IBM rebuilds QRadar for hybrid clouds and AI workloads
Under its “open” approach, the new SIEM is built to support a common, shared language for detection rules — Sigma, allowing clients to import new, crowdsourced detections directly from the security community as the threats evolve.
The use of open source technologies brings a promise of “federated search and threat hunting capabilities,” allowing searching and investigating threats across all cloud and on-premises data sources in a “single, unified way, without moving data from its original source,” IBM said.
However, cloud-native approach in itself might not be enough for IBM to compete with existing players. “IBM has no advantage with the cloud-native architecture alone as vendors like Devo, Google, Microsoft, and Splunk have pursued a similar strategy,” said Jon Oltsik, an analyst at ESG. “IBM must compete on feature/functionality, but it has a good story to tell that includes openness, data federation, support for standards, a partner ecosystem, etc.”
New SIEM uses AI and automation
The new SIEM introduces, and borrows, several AI capabilities to automate threat detection and investigation processes. A few AI-powered capabilities on the new SIEM include alert prioritization, threat investigation, and adaptive detection.
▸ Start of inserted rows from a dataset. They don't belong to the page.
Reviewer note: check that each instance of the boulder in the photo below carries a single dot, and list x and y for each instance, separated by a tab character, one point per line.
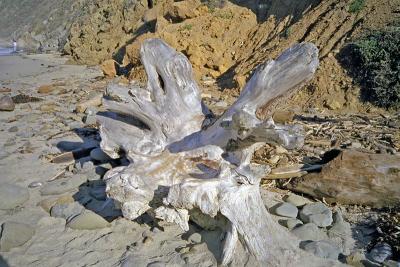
296	200
15	234
99	155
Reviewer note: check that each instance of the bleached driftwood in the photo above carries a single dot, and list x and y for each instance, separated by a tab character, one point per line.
180	163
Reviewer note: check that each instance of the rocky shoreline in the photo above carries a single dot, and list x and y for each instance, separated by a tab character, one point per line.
53	206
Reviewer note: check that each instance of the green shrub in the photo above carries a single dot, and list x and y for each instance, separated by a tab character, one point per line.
376	60
356	6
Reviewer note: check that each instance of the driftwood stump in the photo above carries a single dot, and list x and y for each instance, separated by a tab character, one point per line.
180	161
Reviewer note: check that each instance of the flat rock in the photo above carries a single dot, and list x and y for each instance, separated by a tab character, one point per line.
380	252
63	185
309	231
292	223
340	233
6	103
296	200
316	213
286	210
12	196
67	210
157	264
322	249
15	234
45	89
99	155
87	220
48	203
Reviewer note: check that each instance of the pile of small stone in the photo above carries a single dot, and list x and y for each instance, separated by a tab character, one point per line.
326	234
321	232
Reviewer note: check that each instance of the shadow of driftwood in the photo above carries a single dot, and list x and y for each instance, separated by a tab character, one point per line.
3	262
266	8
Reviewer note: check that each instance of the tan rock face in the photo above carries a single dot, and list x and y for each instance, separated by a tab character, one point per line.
208	37
109	68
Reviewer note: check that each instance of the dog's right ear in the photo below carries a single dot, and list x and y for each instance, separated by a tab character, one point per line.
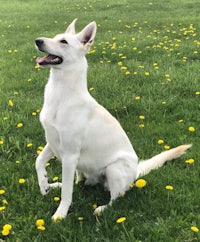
87	35
71	28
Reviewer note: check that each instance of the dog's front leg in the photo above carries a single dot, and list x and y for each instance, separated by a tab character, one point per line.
68	171
40	166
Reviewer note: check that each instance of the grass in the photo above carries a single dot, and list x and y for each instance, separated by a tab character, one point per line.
145	61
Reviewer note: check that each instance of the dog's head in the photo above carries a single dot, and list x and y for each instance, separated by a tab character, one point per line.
67	48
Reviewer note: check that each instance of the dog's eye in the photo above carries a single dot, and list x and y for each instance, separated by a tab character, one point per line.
63	41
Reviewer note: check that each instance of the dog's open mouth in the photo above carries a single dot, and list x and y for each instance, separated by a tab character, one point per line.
49	60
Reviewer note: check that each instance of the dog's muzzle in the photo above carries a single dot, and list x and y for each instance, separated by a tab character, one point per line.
47	60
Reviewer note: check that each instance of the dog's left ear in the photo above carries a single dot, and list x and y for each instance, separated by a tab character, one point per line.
87	35
71	28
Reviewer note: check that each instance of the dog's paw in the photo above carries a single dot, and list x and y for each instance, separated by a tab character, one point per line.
59	215
44	187
55	184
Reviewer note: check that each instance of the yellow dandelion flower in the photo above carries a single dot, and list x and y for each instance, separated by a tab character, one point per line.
5	232
121	220
41	227
56	199
4	201
91	89
189	161
195	229
19	125
191	129
22	180
160	141
169	187
142	117
141	125
55	178
58	218
7	227
39	222
140	183
131	185
123	68
94	206
10	103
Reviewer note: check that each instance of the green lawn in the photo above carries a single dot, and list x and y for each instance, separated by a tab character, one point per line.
144	62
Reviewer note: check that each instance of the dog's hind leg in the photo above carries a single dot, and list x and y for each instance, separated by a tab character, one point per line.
119	176
40	165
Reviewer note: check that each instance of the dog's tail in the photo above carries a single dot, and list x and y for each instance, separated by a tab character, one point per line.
144	167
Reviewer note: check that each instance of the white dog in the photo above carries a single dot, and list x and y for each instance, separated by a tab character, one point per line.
82	134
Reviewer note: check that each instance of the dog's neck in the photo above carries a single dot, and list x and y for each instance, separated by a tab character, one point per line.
72	79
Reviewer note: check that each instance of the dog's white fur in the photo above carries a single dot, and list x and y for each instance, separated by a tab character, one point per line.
82	134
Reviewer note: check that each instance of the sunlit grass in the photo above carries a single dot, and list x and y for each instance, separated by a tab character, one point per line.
144	68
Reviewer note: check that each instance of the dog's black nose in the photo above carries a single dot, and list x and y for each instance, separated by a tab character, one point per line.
39	42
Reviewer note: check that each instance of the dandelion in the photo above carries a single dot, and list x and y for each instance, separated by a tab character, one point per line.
166	147
160	141
55	178
189	161
4	201
140	183
39	222
41	227
19	125
2	191
58	218
91	89
56	199
6	229
169	187
142	117
191	129
94	206
22	181
195	229
131	185
121	220
137	98
29	145
10	103
141	125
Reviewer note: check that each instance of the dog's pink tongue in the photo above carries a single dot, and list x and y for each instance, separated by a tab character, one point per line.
46	59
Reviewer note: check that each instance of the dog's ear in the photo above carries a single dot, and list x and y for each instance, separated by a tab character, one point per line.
71	28
87	35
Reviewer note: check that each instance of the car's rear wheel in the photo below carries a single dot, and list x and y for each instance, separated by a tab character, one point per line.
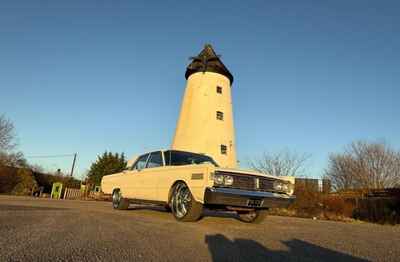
254	216
183	206
118	201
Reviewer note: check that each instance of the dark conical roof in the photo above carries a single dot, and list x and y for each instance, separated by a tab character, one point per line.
208	61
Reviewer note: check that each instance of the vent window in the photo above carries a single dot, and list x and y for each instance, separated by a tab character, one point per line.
220	115
224	149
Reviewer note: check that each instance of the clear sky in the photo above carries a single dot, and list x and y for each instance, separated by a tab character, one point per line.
89	76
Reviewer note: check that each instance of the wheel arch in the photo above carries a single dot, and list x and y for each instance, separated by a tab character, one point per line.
172	188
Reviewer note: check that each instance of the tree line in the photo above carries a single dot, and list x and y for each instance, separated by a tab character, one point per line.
361	165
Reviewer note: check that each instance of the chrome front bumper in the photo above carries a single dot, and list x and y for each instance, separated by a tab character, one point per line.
245	198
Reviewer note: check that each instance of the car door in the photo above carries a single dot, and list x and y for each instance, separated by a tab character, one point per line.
136	178
150	174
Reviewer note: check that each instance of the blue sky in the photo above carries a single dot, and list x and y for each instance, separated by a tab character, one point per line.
90	76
Home-grown AI algorithms are used to de-prioritize noise and automate grouping, contextualizing, and escalating high-priority alerts. Threat investigation also uses AI engines to run automated searches across connected systems, generating a visual attack timeline, MITRE ATT&CK mappings, and recommended actions. Adaptive detection refers to the automatic updating of detection rules as and when intelligence arrives.
“The AI technologies within QRadar SIEM have been developed within IBM and refined over the course of several years, trained on millions of alerts from thousands of clients, as well as external threat context and historical analyst response patterns,” Meenan said. “Some of these AI capabilities were also developed in collaboration with IBM’s cybersecurity services team, which manages security operations for thousands of clients around the world.”